Knowing what to measure and how to measure it makes a complicated world much less so.

It is worth remembering that Adam Smith, the founder of classical economics, was first and foremost a philosopher. He strove to be a moralist, and in doing so, became an economist.

At a daycare center, some parents would be late in picking up their children at closing time. This was troublesome and wasteful for the teachers. A $3 fine per incident was added, to a monthly bill of about $380. The number of late pickups doubled- people used to try not to be late out of social obligation, but now that there was a financial cost to it, being late no longer made parents feel guilty. When a small financial stipend is given to blood donors, they tend to donate blood less- a noble act of charity becomes a painful way to earn a few dollars. What would happen if the late-coming fine were much higher, or if blood donors were paid a lot more? In the first case- latecoming would drop, but so would enrollment- you’d generate lots of ill-will. In the second- blood donations would skyrocket, but people would try to exploit it- perhaps stealing blood at knifepoint, use fake IDs to circumvent donation limits. Whatever the incentive, whatever the situation, dishonest people will try to gain an advantage by whatever means necessary.

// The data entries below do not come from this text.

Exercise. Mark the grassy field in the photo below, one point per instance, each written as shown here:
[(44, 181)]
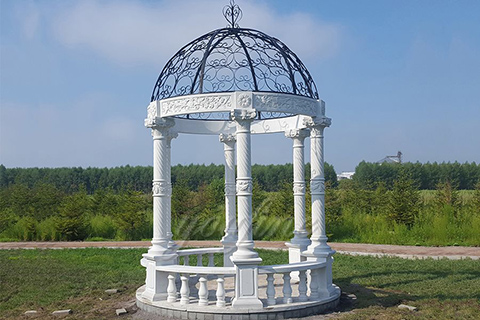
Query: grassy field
[(48, 280)]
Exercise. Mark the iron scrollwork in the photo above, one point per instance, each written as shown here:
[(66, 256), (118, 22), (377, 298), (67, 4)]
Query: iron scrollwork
[(234, 59)]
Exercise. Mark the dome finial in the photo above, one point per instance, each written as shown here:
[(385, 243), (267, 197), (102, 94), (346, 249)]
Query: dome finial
[(232, 14)]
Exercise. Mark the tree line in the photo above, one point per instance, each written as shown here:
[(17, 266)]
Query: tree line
[(425, 176), (139, 178)]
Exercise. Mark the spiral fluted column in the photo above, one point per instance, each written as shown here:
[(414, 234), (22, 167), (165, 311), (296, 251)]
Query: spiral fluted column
[(160, 253), (170, 137), (230, 238), (245, 259), (162, 189), (317, 184), (244, 187), (300, 240), (300, 233)]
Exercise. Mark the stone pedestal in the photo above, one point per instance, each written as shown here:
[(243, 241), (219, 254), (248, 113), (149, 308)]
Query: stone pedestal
[(156, 282), (246, 284)]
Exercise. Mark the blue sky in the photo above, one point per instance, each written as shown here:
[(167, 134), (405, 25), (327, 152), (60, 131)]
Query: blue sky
[(76, 78)]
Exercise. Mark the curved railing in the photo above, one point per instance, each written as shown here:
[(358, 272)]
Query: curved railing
[(183, 280)]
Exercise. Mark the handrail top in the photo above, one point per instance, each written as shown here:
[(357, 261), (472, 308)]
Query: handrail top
[(186, 252), (298, 266), (175, 268)]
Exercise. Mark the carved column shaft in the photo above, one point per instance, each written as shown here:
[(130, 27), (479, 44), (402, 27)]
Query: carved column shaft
[(162, 189), (298, 137), (170, 137), (230, 208), (244, 185), (317, 185)]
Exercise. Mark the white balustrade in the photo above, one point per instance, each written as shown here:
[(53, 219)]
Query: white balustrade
[(191, 276), (203, 291), (287, 288), (270, 290), (172, 288), (220, 291), (184, 290), (302, 286)]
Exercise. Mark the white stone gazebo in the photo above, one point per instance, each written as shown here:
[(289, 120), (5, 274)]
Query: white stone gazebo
[(235, 83)]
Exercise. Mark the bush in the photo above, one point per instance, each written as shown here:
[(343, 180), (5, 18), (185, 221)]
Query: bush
[(102, 227)]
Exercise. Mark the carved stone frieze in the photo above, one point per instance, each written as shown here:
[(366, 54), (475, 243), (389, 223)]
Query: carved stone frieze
[(230, 189), (317, 122), (226, 137), (161, 188), (151, 114), (244, 100), (285, 103), (244, 186), (299, 188), (243, 114), (196, 104), (297, 133), (317, 187)]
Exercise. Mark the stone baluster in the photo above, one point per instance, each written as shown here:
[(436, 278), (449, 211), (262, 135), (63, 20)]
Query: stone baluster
[(184, 289), (287, 288), (230, 238), (270, 290), (202, 291), (211, 261), (172, 288), (220, 291), (302, 286), (314, 295)]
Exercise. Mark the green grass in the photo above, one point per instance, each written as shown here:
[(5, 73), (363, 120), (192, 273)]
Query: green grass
[(77, 278)]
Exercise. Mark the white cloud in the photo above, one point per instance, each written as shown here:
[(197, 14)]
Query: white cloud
[(145, 33), (29, 17)]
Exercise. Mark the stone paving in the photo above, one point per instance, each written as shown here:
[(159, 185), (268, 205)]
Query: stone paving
[(452, 252)]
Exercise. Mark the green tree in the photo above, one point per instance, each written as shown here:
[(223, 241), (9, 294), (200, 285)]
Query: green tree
[(71, 223), (131, 217), (403, 200)]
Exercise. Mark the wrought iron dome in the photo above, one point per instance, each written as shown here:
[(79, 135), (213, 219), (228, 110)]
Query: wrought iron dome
[(234, 59)]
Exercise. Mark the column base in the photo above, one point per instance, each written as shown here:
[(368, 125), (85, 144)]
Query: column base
[(156, 281), (326, 288), (319, 246), (295, 250), (246, 284)]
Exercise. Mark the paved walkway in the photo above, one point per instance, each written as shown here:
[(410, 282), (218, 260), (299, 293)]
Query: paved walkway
[(409, 252)]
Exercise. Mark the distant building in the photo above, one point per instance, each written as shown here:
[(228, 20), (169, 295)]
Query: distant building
[(392, 159), (345, 175)]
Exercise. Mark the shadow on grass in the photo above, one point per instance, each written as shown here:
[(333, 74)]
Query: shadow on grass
[(390, 289)]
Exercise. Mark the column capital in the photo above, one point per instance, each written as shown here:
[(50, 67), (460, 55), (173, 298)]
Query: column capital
[(243, 114), (297, 133), (159, 123), (227, 138), (313, 122)]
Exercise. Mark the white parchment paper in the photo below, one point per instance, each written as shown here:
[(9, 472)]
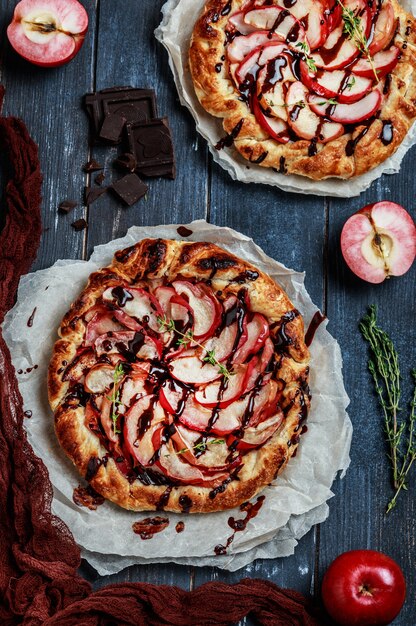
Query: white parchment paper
[(174, 32), (294, 502)]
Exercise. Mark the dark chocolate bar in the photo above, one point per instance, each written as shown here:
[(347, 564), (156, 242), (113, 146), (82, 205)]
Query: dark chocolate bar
[(151, 144), (130, 188), (131, 103)]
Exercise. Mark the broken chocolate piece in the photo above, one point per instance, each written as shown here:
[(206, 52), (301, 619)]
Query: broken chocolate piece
[(130, 188), (66, 206), (133, 104), (126, 161), (93, 193), (151, 144), (112, 127), (79, 224), (92, 166)]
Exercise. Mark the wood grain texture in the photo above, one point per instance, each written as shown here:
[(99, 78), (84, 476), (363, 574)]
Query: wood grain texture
[(301, 231)]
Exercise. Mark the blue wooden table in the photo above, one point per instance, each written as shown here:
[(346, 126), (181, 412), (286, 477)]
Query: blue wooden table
[(300, 231)]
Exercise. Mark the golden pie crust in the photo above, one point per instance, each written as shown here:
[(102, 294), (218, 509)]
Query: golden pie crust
[(219, 96), (153, 262)]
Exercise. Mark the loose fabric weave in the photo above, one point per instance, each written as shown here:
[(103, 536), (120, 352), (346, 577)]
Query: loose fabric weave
[(39, 558)]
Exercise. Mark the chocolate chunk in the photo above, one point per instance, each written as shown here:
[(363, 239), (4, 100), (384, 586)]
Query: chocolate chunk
[(93, 193), (130, 188), (183, 231), (151, 144), (126, 161), (133, 104), (79, 224), (112, 127), (66, 206), (92, 166)]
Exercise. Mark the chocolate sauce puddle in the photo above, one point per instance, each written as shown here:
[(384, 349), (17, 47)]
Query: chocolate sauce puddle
[(150, 526), (316, 321), (239, 525)]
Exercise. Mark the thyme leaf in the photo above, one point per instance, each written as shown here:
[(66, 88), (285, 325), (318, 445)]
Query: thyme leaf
[(385, 371), (199, 447), (310, 62), (354, 29), (187, 338), (115, 396)]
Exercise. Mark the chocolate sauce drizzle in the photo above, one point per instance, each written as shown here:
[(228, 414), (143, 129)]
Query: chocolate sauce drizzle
[(239, 525)]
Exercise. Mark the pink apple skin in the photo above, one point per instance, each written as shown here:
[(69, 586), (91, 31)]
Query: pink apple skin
[(66, 25), (395, 226)]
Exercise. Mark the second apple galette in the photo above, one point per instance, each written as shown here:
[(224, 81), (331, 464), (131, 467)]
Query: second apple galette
[(180, 380), (321, 88)]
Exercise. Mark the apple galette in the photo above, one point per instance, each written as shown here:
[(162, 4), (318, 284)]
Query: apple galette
[(180, 380), (321, 88)]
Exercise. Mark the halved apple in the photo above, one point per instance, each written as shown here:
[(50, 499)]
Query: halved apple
[(347, 113), (379, 241)]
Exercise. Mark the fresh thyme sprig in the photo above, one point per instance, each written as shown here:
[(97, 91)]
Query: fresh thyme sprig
[(354, 29), (384, 368), (200, 447), (187, 338), (115, 396), (310, 62), (328, 101)]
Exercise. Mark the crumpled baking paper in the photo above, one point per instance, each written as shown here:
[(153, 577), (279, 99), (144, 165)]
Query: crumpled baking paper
[(174, 32), (294, 502)]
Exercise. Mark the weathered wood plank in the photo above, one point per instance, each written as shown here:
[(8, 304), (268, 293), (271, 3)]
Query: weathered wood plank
[(357, 518), (128, 54), (48, 100)]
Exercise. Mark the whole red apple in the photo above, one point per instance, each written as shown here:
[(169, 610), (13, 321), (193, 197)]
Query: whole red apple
[(379, 241), (363, 588), (48, 32)]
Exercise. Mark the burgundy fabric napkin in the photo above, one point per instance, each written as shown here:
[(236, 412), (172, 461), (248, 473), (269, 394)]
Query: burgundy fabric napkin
[(39, 558)]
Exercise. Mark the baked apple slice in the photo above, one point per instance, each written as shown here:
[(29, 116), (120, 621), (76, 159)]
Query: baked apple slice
[(179, 470), (243, 46), (206, 309), (304, 121), (276, 128), (192, 369), (276, 20), (347, 113), (384, 62), (340, 84), (383, 29), (137, 303)]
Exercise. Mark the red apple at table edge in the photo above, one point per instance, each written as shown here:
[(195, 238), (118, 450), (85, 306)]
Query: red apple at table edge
[(379, 241), (363, 588), (48, 33)]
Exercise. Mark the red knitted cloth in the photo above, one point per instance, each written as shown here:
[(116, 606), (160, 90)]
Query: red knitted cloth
[(38, 556)]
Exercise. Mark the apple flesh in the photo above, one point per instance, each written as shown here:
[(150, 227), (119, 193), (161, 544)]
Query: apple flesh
[(379, 241), (363, 588), (48, 33)]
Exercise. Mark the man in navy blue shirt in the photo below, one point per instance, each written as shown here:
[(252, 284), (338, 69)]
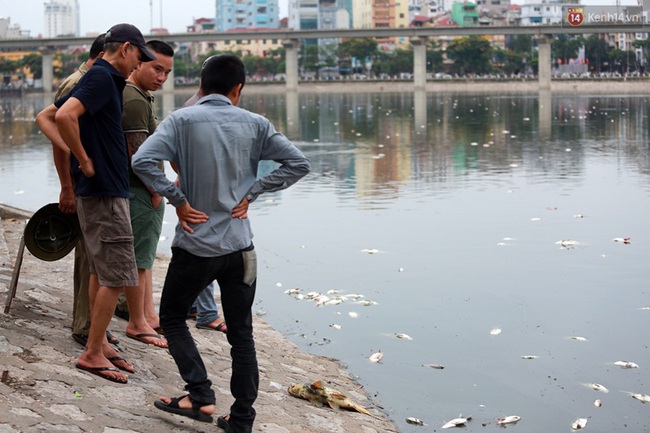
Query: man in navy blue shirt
[(87, 123)]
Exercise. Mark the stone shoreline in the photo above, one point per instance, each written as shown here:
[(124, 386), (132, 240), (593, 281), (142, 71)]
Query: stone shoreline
[(42, 391)]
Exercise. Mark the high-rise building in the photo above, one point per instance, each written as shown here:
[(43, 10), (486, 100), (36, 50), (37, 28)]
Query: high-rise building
[(61, 18), (246, 14)]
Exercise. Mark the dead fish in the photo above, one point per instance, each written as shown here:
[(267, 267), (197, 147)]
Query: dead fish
[(292, 291), (318, 395), (643, 398), (416, 421), (367, 303), (511, 419), (376, 357), (597, 387), (457, 422), (579, 424), (403, 336), (434, 366), (626, 364)]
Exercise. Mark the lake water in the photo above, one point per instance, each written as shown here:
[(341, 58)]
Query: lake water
[(446, 211)]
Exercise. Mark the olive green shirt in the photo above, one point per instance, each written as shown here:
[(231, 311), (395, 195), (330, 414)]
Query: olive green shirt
[(138, 115)]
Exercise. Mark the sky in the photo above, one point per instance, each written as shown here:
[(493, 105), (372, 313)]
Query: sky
[(99, 16)]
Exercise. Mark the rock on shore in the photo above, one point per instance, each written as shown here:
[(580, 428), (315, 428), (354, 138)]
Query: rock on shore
[(42, 391)]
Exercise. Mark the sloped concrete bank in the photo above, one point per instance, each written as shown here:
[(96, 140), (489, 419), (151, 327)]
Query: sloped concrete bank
[(42, 391)]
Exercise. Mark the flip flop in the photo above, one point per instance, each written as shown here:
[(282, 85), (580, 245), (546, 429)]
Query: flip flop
[(142, 338), (221, 327), (194, 413), (97, 371), (223, 423), (115, 359)]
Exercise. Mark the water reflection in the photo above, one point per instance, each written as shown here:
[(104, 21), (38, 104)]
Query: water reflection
[(466, 200)]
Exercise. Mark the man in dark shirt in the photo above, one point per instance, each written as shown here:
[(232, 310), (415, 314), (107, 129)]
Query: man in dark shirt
[(88, 123)]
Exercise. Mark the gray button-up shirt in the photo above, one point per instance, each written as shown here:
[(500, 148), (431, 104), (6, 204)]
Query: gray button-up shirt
[(217, 148)]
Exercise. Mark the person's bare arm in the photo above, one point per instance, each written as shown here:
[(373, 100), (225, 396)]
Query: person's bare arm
[(61, 153), (67, 122)]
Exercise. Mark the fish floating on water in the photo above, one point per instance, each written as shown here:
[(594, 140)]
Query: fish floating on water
[(457, 422), (579, 424), (416, 421), (511, 419), (318, 395), (643, 398), (434, 366), (626, 364), (376, 357), (403, 336), (597, 387)]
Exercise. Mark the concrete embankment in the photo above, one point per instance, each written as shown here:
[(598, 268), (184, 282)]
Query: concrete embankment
[(42, 391)]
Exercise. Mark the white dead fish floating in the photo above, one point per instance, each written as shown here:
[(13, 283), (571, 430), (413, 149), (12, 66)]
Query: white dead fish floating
[(643, 398), (626, 364), (403, 336), (568, 244), (511, 419), (367, 303), (457, 422), (579, 424), (597, 387), (292, 291), (415, 421), (434, 366)]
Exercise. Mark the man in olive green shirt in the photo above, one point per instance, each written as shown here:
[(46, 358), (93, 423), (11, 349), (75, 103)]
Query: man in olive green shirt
[(147, 209)]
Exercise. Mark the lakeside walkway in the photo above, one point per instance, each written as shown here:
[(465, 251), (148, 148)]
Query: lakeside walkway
[(42, 391)]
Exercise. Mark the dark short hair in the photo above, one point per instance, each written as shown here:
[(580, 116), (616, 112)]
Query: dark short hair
[(97, 47), (160, 47), (221, 73)]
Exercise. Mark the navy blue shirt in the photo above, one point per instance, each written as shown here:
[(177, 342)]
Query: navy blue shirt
[(102, 136)]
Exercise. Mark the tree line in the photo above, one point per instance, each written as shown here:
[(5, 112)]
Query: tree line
[(470, 55)]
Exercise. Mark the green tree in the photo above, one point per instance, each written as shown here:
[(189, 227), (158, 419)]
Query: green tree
[(471, 55), (565, 47), (595, 52)]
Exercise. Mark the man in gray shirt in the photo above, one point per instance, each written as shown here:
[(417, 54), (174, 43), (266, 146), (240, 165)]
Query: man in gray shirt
[(217, 148)]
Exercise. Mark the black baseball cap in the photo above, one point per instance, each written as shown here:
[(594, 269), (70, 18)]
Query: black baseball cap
[(130, 33)]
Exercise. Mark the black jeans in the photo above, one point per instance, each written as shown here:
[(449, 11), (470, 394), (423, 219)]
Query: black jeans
[(236, 274)]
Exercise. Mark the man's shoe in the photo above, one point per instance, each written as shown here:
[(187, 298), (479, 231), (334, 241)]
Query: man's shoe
[(83, 339), (121, 314)]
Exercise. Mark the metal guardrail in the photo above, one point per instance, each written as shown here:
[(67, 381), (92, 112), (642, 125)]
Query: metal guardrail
[(410, 32)]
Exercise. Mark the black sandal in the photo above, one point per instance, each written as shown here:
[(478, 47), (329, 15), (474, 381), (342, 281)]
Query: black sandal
[(194, 413)]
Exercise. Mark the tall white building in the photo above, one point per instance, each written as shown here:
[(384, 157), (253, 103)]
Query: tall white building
[(61, 18)]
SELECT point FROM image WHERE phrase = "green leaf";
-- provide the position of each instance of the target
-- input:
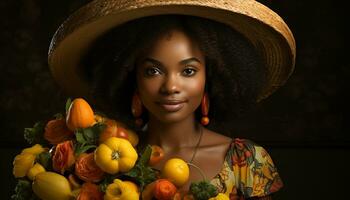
(58, 116)
(68, 103)
(23, 191)
(44, 159)
(83, 149)
(89, 135)
(80, 137)
(203, 190)
(146, 155)
(35, 135)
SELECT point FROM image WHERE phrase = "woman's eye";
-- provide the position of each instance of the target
(152, 71)
(189, 71)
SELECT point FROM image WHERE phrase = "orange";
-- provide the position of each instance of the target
(132, 185)
(177, 171)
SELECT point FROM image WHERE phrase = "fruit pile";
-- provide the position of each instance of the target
(83, 155)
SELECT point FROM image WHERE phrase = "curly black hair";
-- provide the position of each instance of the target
(234, 69)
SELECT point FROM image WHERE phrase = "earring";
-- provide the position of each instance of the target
(205, 109)
(136, 109)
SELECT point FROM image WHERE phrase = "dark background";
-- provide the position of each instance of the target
(303, 125)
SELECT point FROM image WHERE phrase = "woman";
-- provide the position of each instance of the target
(168, 68)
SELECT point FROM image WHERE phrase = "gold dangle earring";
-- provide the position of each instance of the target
(205, 109)
(136, 109)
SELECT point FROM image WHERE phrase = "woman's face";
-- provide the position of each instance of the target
(171, 77)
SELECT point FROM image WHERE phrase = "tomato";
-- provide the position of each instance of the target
(112, 130)
(156, 155)
(177, 171)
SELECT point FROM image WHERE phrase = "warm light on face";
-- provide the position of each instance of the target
(171, 77)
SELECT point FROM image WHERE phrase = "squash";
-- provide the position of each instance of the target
(79, 115)
(51, 186)
(115, 155)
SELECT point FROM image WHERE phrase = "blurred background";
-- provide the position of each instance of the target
(303, 125)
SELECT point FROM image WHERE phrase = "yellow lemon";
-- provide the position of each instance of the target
(177, 171)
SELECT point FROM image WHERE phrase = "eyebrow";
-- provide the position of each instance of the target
(183, 62)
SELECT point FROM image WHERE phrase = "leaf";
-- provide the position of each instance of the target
(83, 149)
(68, 103)
(203, 190)
(44, 159)
(23, 191)
(35, 135)
(141, 172)
(80, 137)
(58, 116)
(146, 155)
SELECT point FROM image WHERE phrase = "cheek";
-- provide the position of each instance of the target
(195, 90)
(147, 89)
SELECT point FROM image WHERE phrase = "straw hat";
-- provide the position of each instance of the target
(263, 27)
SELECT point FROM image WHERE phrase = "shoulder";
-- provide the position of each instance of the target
(255, 173)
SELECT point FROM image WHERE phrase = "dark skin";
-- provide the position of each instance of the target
(171, 84)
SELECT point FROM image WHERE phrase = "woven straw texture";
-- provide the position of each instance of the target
(263, 27)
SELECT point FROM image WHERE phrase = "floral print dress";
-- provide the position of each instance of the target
(248, 171)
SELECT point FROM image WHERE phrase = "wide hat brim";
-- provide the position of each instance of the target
(259, 24)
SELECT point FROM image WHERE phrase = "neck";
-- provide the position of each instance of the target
(173, 136)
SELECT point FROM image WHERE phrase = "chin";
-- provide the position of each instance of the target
(172, 117)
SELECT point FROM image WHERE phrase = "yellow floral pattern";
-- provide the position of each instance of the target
(248, 171)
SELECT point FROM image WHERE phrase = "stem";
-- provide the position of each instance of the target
(199, 169)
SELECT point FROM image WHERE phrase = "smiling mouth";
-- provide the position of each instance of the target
(171, 106)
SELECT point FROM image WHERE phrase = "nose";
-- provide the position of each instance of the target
(170, 85)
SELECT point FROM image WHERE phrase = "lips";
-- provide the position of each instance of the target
(171, 105)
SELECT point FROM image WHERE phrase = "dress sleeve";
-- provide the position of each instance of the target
(255, 173)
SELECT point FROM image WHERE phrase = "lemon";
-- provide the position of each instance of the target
(177, 171)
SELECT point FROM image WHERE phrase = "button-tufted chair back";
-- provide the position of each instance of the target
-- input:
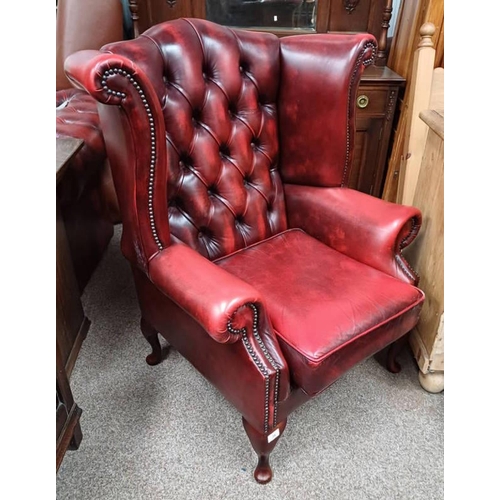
(211, 124)
(218, 89)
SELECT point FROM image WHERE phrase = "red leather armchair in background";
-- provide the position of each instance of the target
(230, 151)
(86, 193)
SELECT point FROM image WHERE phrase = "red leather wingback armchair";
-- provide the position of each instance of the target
(86, 193)
(230, 151)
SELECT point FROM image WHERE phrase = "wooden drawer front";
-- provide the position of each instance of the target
(377, 101)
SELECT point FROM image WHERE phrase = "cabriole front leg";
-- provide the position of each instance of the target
(263, 444)
(151, 335)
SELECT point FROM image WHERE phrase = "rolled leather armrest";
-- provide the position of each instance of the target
(365, 228)
(206, 292)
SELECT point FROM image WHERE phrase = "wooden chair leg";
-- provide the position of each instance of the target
(158, 354)
(263, 444)
(76, 439)
(394, 350)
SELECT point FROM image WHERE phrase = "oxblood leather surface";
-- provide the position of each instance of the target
(221, 85)
(77, 116)
(228, 366)
(319, 79)
(368, 229)
(194, 142)
(206, 292)
(84, 25)
(320, 301)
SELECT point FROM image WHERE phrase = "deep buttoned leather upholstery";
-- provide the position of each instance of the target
(230, 152)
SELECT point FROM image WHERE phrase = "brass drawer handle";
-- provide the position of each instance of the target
(362, 101)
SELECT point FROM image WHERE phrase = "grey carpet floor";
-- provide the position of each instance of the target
(165, 433)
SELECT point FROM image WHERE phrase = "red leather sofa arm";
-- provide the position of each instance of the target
(368, 229)
(208, 293)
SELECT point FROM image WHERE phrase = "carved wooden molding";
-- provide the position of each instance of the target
(135, 16)
(390, 104)
(350, 5)
(382, 39)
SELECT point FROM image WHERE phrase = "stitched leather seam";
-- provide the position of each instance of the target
(262, 368)
(401, 261)
(318, 361)
(152, 137)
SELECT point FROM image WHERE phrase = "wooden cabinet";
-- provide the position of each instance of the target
(379, 88)
(71, 323)
(375, 105)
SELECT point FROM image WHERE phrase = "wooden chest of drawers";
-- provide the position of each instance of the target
(375, 106)
(379, 88)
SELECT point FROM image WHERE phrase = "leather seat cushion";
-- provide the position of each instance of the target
(329, 311)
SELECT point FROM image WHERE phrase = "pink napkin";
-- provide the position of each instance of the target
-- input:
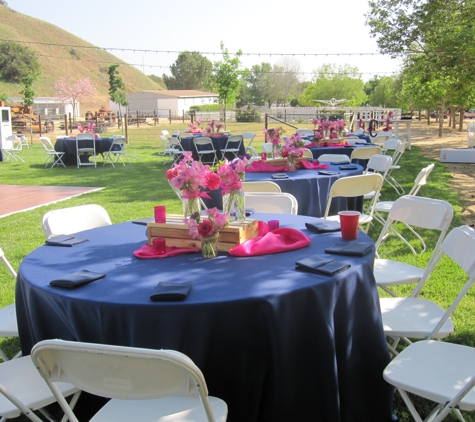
(262, 166)
(279, 240)
(314, 165)
(147, 252)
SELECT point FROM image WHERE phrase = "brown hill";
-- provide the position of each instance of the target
(47, 42)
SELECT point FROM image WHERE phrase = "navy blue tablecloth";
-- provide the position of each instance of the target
(219, 142)
(276, 344)
(68, 146)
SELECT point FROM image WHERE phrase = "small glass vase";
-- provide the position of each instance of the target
(209, 246)
(233, 204)
(191, 206)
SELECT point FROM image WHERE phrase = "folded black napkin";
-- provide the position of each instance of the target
(77, 279)
(64, 240)
(280, 176)
(165, 291)
(323, 226)
(144, 221)
(320, 265)
(328, 172)
(350, 248)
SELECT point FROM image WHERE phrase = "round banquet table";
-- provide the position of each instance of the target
(310, 188)
(68, 146)
(219, 143)
(275, 343)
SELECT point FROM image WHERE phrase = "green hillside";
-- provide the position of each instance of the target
(57, 61)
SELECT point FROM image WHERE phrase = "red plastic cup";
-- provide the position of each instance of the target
(159, 245)
(349, 224)
(160, 214)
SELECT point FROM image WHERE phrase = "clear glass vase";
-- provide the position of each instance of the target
(233, 204)
(191, 207)
(209, 246)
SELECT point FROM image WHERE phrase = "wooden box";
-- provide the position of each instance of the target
(177, 233)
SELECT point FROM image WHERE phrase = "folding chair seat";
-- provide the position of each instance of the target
(354, 186)
(85, 147)
(271, 202)
(74, 219)
(204, 147)
(8, 322)
(334, 158)
(417, 318)
(144, 385)
(232, 148)
(23, 391)
(261, 186)
(413, 211)
(53, 157)
(116, 151)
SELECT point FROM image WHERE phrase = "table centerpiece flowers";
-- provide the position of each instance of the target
(274, 136)
(191, 177)
(292, 150)
(208, 231)
(231, 176)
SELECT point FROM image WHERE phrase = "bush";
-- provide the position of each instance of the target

White collar crime presents no obvious victim. Smaller communities have less crime than larger ones.

Why don’t we commit a lot more crime? Every one of us regularly passes up opportunities to maim, steal and defraud. Jail is a strong disincentive, of course (described here as economic penalties- losing your job, your home, your freedom). But when it comes to crime, people respond to moral and social incentives the most. The idea of being labelled as a criminal is worse than actually going to jail. If you could go to jail without anybody ever knowing, you’d probably be more likely to commit a crime.